FMA distal enrichment correlates with SCW directionality. (A-B′) Calcium levels in single Tg[βactin2:GCaMP6s] transgenic embryos during furrow progression, with plotted profiles (A′,B′) corresponding to boxed areas. Wild-type embryos (A′), but not nebel mutants (B′), show increasing distal calcium levels. (C-D′) Microtubules in EMTB::EGFP transgenic embryos during furrow progression (C,D), with plotted profiles (C′,D′). Wild-type embryos (C′), but not nebel mutants (D′), show distal enrichment. Time points T1, T2 and T3 correspond, respectively, to frames within one-tenth of the total sequence of acquired images spanning a furrow formation cycle at the beginning, middle and end of that cycle. See Fig. S4 for additional profiles.

Calmodulin/CaMK is recruited to the furrow in wild-type but not in nebel embryos. Wild-type furrows show localization of Calmodulin (A, 5/7) and CaMK (CaMK2γ1; C, 13/15). nebel mutants lack this localization (B, 0/15; D, 0/10). Arrows indicate furrows. Scale bars: 10 μm in A for A-D.

Furrow F-actin contractions associated with germ plasm RNPs depend on calcium, Calmodulin and myosin. (A-L) z-projections from early and late furrows (second and first furrows at 60 mpf, respectively). (A′-L′) Lateral views showing F-actin contractions and RNPs. Control treated embryos exhibit F-actin indentations (A,A′, 5/7) and subsequent RNP distal enrichment (B,B′, 4/5). nebel mutants and 2-APB-treated wild-type embryos exhibit reduced F-actin contractions (C,C′, 2/10) and failed distal RNP enrichment (D,D′, 3/10). (E-J) Various inhibitors result in reduced F-actin indentations and RNP distal enrichment: IP₃ receptor inhibitor 2-APB (E-F′, 1/5, 0/4); Calmodulin inhibitor W7 (G-H′, 0/4, 0/4); myosin inhibitor blebbistatin (I-J′, 2/5, 2/7). Phalloidin-treated embryos exhibit F-actin indentations (K,K′, 5/8) but late furrows exhibit incomplete RNP distal enrichment (L,L′, 0/14). Insets (A′,C′,E′,G′,I′,K′) are magnifications of the boxed regions. Brackets (B′,D′,F′,H′,J′,L′) highlight regions of RNP distribution. Scale bar: 10 μm in A for A-L.

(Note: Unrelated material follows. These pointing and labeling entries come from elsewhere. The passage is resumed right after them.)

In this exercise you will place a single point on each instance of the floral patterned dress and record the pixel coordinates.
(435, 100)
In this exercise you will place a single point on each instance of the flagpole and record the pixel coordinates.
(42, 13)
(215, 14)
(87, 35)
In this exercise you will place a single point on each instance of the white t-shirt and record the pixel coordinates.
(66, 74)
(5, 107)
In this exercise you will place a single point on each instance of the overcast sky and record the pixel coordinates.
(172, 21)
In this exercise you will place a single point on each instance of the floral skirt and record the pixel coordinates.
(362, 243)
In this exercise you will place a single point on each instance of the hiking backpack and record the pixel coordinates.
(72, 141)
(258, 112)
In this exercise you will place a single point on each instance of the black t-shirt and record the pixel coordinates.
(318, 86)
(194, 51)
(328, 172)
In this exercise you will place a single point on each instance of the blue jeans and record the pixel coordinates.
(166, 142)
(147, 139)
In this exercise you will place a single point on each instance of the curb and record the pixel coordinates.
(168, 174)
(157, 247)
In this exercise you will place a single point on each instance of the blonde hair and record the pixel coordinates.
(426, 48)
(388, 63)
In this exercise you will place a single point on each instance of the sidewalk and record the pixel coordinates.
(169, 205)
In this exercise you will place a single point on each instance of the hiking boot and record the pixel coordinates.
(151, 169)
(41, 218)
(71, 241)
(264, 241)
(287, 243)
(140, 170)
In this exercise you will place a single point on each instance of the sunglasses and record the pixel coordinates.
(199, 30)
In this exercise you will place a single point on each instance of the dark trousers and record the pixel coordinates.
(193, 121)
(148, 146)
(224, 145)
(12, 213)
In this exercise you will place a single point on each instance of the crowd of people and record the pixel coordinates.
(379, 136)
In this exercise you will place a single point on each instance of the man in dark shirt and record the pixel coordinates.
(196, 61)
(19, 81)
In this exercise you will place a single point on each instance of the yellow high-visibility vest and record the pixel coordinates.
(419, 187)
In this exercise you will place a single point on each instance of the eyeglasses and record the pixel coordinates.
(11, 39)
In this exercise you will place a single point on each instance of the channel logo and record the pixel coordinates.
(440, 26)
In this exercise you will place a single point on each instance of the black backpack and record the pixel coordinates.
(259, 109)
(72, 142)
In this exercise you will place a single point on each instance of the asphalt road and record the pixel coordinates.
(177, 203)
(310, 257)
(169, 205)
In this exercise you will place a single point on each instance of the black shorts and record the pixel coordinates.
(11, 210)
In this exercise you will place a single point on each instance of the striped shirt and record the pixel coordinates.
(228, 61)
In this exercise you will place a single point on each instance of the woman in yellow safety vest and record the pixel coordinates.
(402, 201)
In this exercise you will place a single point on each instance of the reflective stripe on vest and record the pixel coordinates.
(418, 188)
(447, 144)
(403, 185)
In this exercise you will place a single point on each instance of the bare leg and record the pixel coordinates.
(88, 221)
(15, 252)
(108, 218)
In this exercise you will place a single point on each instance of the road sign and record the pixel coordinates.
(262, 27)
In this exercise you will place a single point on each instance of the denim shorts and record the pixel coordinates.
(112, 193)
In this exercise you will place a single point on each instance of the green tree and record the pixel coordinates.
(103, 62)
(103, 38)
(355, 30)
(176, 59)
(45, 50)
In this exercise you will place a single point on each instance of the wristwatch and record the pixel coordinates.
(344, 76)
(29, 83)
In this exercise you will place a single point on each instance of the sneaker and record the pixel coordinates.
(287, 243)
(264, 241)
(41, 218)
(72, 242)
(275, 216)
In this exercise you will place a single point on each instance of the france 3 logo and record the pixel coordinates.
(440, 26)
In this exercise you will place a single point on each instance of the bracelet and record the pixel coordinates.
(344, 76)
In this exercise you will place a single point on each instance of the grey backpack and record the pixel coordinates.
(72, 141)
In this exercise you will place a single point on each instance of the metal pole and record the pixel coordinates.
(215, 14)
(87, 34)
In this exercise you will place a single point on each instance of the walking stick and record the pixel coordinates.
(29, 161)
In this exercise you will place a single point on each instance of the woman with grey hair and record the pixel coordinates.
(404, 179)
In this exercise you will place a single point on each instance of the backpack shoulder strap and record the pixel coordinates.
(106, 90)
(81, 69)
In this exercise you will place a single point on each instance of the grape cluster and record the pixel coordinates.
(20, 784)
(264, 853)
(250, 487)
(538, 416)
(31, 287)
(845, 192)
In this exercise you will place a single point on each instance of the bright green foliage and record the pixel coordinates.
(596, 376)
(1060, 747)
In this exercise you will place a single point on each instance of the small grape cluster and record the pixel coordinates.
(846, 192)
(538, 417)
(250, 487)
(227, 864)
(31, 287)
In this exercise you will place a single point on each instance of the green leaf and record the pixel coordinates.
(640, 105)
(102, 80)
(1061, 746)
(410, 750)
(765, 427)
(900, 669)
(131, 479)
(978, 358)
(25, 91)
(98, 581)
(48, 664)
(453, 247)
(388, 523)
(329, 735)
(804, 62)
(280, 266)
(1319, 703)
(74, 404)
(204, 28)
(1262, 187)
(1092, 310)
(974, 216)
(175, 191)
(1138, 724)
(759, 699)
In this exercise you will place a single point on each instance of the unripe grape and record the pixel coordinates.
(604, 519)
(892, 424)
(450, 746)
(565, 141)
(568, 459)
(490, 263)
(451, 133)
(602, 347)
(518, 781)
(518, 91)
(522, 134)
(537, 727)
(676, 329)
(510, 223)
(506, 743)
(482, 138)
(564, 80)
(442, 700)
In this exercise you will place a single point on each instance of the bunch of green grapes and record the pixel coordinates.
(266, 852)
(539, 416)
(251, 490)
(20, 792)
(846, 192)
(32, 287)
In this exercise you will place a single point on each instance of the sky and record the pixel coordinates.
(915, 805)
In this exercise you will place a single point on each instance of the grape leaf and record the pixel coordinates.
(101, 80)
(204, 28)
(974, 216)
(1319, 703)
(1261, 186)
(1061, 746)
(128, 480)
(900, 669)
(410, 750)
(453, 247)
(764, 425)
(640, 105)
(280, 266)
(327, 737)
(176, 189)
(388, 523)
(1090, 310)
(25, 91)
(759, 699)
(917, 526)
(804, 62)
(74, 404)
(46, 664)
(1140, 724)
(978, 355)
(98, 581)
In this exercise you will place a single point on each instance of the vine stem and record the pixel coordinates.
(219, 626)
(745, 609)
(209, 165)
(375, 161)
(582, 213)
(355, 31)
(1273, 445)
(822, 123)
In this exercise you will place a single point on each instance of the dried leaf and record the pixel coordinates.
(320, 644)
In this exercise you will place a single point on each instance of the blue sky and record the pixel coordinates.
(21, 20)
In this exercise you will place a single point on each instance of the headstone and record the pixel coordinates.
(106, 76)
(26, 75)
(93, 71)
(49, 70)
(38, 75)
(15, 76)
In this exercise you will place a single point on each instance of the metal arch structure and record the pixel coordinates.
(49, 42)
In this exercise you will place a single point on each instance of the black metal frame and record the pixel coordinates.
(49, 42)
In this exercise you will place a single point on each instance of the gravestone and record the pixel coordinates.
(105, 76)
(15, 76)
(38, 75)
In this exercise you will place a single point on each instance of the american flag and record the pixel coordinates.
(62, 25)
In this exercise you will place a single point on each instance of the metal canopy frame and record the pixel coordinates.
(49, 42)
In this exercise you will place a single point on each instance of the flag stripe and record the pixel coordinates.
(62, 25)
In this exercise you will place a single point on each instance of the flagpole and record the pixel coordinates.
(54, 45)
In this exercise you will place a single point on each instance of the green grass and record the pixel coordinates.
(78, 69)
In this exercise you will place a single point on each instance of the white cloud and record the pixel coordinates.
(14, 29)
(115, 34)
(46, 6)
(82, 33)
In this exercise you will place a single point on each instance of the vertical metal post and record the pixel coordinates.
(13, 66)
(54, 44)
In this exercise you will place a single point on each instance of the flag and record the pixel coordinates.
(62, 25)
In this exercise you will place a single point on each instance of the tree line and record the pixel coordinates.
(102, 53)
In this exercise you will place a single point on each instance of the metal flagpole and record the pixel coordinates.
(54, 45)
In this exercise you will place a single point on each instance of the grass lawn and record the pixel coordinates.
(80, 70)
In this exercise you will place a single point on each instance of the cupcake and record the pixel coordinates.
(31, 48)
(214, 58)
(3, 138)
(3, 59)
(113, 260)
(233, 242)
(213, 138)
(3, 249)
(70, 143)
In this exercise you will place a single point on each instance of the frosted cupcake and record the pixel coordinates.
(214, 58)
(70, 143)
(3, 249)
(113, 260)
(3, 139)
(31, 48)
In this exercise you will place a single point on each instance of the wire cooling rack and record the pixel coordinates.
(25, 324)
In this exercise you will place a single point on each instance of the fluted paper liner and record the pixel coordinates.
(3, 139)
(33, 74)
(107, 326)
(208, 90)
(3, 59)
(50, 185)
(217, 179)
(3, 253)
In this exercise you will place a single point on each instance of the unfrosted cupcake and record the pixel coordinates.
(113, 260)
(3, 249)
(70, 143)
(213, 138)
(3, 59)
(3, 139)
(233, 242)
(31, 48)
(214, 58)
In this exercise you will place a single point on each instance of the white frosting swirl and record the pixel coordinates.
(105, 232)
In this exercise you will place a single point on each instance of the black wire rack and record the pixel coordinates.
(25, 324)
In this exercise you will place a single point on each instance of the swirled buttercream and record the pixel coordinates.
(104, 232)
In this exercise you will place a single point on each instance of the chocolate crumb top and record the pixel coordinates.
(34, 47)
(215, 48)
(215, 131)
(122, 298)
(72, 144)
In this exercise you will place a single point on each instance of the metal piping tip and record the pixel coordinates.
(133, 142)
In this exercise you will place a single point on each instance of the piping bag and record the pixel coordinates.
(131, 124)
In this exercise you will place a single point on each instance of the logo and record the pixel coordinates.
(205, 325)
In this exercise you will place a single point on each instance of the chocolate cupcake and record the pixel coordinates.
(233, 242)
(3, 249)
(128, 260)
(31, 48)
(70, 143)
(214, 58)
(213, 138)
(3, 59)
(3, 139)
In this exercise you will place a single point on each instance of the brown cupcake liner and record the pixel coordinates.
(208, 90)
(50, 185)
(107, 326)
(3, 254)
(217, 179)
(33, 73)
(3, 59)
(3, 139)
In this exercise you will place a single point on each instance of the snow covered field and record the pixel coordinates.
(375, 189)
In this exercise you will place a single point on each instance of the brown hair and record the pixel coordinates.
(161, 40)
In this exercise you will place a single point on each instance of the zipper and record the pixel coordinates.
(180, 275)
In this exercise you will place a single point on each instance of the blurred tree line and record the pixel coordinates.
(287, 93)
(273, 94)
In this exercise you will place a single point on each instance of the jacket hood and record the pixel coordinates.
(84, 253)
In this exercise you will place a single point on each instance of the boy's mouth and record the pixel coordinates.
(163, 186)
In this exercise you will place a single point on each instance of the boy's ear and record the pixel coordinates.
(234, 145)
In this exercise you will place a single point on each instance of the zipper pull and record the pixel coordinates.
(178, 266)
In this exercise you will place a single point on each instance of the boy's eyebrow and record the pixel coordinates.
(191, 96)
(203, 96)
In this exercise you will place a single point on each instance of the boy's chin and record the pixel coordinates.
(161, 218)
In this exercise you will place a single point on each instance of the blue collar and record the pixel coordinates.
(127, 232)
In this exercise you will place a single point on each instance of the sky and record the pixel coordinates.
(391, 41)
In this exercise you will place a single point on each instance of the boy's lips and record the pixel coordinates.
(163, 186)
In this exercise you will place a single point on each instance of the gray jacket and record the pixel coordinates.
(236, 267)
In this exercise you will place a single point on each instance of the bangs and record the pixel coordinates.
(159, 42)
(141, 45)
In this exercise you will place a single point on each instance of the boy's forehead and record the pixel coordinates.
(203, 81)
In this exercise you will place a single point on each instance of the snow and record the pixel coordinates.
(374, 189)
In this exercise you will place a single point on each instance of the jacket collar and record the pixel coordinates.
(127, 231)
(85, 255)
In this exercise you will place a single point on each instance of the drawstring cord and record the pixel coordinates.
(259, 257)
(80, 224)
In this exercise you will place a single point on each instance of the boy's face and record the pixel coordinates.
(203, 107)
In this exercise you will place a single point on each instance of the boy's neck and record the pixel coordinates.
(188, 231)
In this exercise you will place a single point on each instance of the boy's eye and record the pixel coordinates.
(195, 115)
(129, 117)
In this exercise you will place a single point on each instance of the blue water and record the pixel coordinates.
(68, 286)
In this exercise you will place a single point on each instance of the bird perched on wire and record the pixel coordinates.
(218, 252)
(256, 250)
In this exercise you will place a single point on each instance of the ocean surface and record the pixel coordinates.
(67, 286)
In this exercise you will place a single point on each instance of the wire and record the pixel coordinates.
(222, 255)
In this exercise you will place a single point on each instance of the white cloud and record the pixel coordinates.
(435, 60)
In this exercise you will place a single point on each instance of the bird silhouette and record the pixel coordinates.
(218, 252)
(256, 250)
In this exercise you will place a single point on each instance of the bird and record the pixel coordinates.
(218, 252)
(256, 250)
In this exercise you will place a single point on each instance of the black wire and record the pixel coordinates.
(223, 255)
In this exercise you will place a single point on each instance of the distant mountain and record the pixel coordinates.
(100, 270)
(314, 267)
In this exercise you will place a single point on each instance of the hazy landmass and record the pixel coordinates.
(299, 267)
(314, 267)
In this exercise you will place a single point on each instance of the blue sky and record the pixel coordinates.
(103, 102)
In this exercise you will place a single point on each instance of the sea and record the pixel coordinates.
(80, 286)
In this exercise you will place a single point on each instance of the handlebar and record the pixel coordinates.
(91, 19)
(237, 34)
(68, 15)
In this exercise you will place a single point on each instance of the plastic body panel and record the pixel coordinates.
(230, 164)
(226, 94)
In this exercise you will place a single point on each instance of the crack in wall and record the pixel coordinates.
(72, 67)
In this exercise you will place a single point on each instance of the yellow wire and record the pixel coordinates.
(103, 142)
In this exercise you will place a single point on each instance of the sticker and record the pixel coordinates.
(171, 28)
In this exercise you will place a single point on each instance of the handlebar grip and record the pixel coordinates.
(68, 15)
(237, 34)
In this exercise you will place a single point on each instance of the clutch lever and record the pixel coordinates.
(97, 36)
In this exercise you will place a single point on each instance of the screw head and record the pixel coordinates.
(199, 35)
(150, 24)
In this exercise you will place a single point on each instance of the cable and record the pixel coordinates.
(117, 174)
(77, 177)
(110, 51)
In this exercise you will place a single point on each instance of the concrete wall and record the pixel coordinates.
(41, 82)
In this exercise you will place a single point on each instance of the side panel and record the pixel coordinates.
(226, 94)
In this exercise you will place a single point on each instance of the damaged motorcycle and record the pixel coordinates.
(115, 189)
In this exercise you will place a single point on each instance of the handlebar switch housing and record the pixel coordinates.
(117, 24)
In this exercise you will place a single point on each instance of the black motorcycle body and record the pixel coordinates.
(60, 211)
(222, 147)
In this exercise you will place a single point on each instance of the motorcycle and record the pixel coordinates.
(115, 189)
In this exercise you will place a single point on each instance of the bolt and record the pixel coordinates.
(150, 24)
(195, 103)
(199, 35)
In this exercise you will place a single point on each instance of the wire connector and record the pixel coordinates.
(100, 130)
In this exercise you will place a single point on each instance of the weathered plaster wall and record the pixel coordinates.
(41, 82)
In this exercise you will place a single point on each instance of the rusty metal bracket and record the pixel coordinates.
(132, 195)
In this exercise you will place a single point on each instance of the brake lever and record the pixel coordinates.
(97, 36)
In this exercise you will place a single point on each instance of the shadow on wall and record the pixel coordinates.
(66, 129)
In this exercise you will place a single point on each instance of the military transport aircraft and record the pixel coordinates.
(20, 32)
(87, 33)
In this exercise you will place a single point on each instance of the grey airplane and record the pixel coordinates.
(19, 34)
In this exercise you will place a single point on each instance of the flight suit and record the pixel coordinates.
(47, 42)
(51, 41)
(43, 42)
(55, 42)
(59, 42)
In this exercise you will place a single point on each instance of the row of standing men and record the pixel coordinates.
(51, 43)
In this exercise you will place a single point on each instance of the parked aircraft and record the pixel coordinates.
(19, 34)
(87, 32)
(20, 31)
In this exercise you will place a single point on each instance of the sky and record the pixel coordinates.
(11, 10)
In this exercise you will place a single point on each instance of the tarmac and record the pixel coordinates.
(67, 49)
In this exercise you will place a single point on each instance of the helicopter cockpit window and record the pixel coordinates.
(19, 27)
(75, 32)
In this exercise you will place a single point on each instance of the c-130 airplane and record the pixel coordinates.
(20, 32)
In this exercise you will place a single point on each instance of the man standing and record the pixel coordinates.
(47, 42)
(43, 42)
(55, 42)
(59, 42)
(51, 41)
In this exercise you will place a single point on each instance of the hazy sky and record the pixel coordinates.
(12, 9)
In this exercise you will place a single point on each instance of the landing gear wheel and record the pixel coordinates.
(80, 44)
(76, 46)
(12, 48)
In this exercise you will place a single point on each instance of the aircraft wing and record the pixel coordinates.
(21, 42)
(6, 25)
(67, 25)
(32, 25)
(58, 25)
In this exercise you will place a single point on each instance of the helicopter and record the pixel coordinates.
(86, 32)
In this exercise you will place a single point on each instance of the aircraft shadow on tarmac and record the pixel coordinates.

Intracellular calcium release in wild-type and nebel mutant embryos.

(A,B) SCWs at the third cleavage furrow (arrow) visualized by injection of the ratiometric calcium-sensitive Fura-2 dye, as in Fig. 1A,B, showing a reduced yet repeated pattern of intracellular calcium release in nebel mutants (B). Details as in Fig. 1A,B.

Correlation of SCWs directionality and FMA movement.

(A-B’,G-J’) Representative intensity profiles of SWCs (using injected OGB/Rhodamine (E-H’) and the FMA (using the EMTB::EGFP transgene (C-F’,K-N’)) in the first and second furrows for three embryos and at three different time points during furrow formation (see Fig. 7 legend) in untreated wild-type (A,C,G,K) and nebel mutant (B,D,H,L) embryos, and 2-APB- (E,I,M) and 3-NP-treated (F,J,N) wild-type embryos. Boxes in the overview image indicate region for intensity scan analysis.

Rho inhibition results in defects in germ plasm RNP distal compaction.

At a time (70 mpf) when germ plasm masses are highly compacted in distal furrow regions (A, arrows,12/12 furrows), embryos injected with the Rho inhibitor C3 exoenzyme show expanded RNP domains along the furrow (B, brackets, compacted in 4/20 furrows), indicative of defects in germ plasm distal compaction.